Great suggestions so far. It sounds like you are focusing a lot on this 20 lbs., and he is focusing on the fact that you are unhappy all the time. I guess the weight doesn't bother him as much as it does you.
Try using some of the mamas suggestions to start becoming happy, and it will be easier to begin losing the weight.
I love what other people have said and wanted to add one more thing. It's very possible that all of your negative feelings about your body and the general stresses of life have taken a toll on your hormones and internal chemicals and that's why you're apathetic and a bit depressed-unhappy. You might try reading The Mood Cure. It's a great book about how eating certain foods and taking vitamins and supplements can help bring back the emotional stability and happiness we had when we were younger. the authors arent selling anything... It's full of questionnaires about how youre feeling and suggestions to fix moods.

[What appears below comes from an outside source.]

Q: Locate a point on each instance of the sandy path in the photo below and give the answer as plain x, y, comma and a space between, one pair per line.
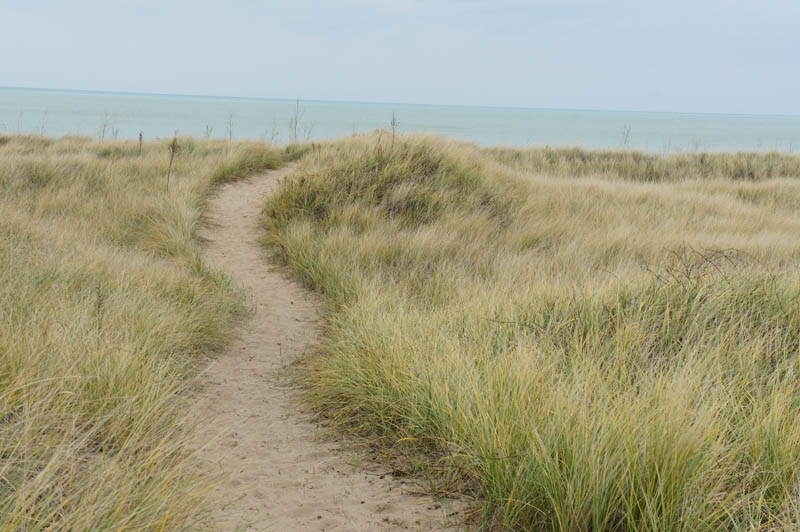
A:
280, 474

HB, I have not been in your shoes, so I do not have any advice, but I just wanted to say, that since you are ready and willing to change things around, that is probably your biggest challenge there. Just wanted to send you a hug and tell you I hope you get everything you want. I'm sure if you will talk to your husband and look deep into his eyes, he will come around. Good luck to you.
Lots of great advice already....here's my 2 cents. Don't talk to him about it or even write a letter...just show him! I think guys appreciate that more. That way they don't feel "burdened" by it...they can just appreciate your actions. I know that when I "explain" stuff about change to my husband, he tries to "help" by being "encouraging" and sometimes it backfires. :)
Also, I would focus on getting yourself back to the happy person you once were. I know my hubby loves it when I'm in a good mood and being teasing/flirty. It helps us "reconnect" and in return, his attitude toward me is better. When we're connecting like that, the other issues (like weight, too much responsiblity, kids, etc) don't seem to matter as much. The whole "fake it til you make it" rule really does apply.